Define the semantics of RX and TX for NETWORK vantage point

For CLIENT and SERVER, the difference between RECEIVE (RX) and TRANSMIT (TX) is obvious. Not so for an in-network observer (or, e.g., a proxy server), where these terms make less sense...

Some options:

Type is NETWORK_CLIENT and NETWORK_SERVER (instead of NETWORK)
add separate "flow" field indicating if we use CLIENT or SERVER semantics (currently in the draft)
add separate metadata field indicating which 5-tuple is the conceptual "client" and which is the "server" and use RX/TX based on that
Don't fix this and let the tooling layer figure it out (if packet nr 6 is a client TX and a RX in the NETWORK trace, the network is from the viewpoint of the SERVER)

Broader discussion: does it make sense to log packets as PACKET_TX and _RX here? how about instead a PACKET event (similar to how wireshark does it). However: this doesn't make sense for (stateful) proxies that do act as both client+server when ~transforming the traffic (e.g., Facebook's load balancer).

Lacking a way to indicate ALPN list for client

Currently, we can log a list of supported ALPN values for the server in "server_listening" and log the finally selected ALPN in "parameters_set". However, we lack a way to log the list of ALPN values the client supports (and offers the server).

Options:

add alpn_values?: Array<string> // ALPN values offered by the client / received by the server. Use parameters_set to log the actually selected alp to "connection_started"
make "alpn" in "parameters_set" an array instead of a string

I personally prefer the 1st option, since the second doesn't match the semantics of "set" (since it would be emitted twice) and logging the negotiation options should be optional in a "Base" (while the final value is in a "Core" event).

CC @jlaine

Revisit the category for generic events

We have a number of "generic" events in the draft (section 7, General error, warning and debugging definitions). These currently have their own categories: error, warning, info, debug, verbose, simulation. This is a bit awkward, since most of these only have a single event type.

It might be a good idea to group these under a single category, e.g., "generic" or "general" or "textual" or... (or maybe 2: generic and simulation). Another option would be to define a new event field called log_level next to category (but that would increase overhead, as now we're essentially squatting on the category to provide that).

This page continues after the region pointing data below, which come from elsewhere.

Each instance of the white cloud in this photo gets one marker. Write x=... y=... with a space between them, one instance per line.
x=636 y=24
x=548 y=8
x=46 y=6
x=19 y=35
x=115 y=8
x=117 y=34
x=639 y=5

The purpose of these events (sans simulation) is to allow one to replace the default textual logging with qlog completely (e.g., everything you now send to stdout/stderr with printf() would go into these kinds of events).

Thanks to @LPardue for reporting.

packet_size doesn't belong in the PacketHeader, but PacketType does

In my interpretation, the PacketHeader is a QUIC packet header. Therefore, it should contain the QUIC packet type.
However, the packet_size (as opposed to the payload_length, which is the length of the QUIC payload e.g. in a coalesced packet), is a property of the UDP packet, and therefore should a property of the packet_sent / packet_received event.

Mention JSON earlier

The fact that qlog is in JSON format is not mentioned until section 3.3.4 of the main logging schema draft. This should be stated earlier: before any JSON examples are given.

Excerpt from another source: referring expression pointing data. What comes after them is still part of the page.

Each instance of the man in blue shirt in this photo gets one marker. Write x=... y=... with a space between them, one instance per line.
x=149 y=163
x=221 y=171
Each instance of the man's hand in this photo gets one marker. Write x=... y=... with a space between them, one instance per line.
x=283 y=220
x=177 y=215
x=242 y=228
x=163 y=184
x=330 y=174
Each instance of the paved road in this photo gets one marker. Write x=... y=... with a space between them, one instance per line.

Allow more wire-image indicators

Currently, we abstract out a lot of the on-the-wire specifics.

A good example is in the STREAM frame: there, the length and offset fields are optional, depending on how the frame should be handled. Simply having the same fields optional in qlog doesn't convey quite the same semantics: did the implementation simply not log them or were they not present from the start?

More importantly though: if no length is set, the frame extends to the end of the packet, so it does have a length, which you'd probably want to log (that's the way it's currently designed), but so you loose the info that the length field wasn't encoded on the wire.

This is just one example of similar problems across the board. I rather like the simplicity of the current setup, but we should have ways to signal the explicit wire image as well.

cc @huitema

Numbers in JSON

Typically, integers in JavaScript and most JSON implementations are limited to 2^53-1.
This gives problems, as the VLIE values in the QUIC/H3 specs are 2^62-1.

Two options:

Allow bigger values in the JSON. Tools MUST use a JSON parser that can deal with this and a JavaScript engine that supports BigInt (currently limited to Chromium: https://caniuse.com/#search=bigint)
Encode all VLIE fields as strings. Tools have to deal with this themselves (most will probably just take the shortcut of assuming actual values will be < 2^53 and just use the JavaScript "Number" type). This is best for a wide tooling implementation area in browsers.

Currently, the draft uses option 2.

Replace specific events with a single encompassing event

We want to reduce the total amount of events as much as possible.

Especially specific events for things happening in reaction to the receipt of a specific frame in a packet (e.g., ACK, MAX_DATA, etc.) can be removed, since they can usually be inferred from that frame. Initially we had separate events for these (e.g., "packet_acknowledged" or "flow_control_updated" but those were rarely used in addition to packet_received events + many implementations do not defer frame handling from reception.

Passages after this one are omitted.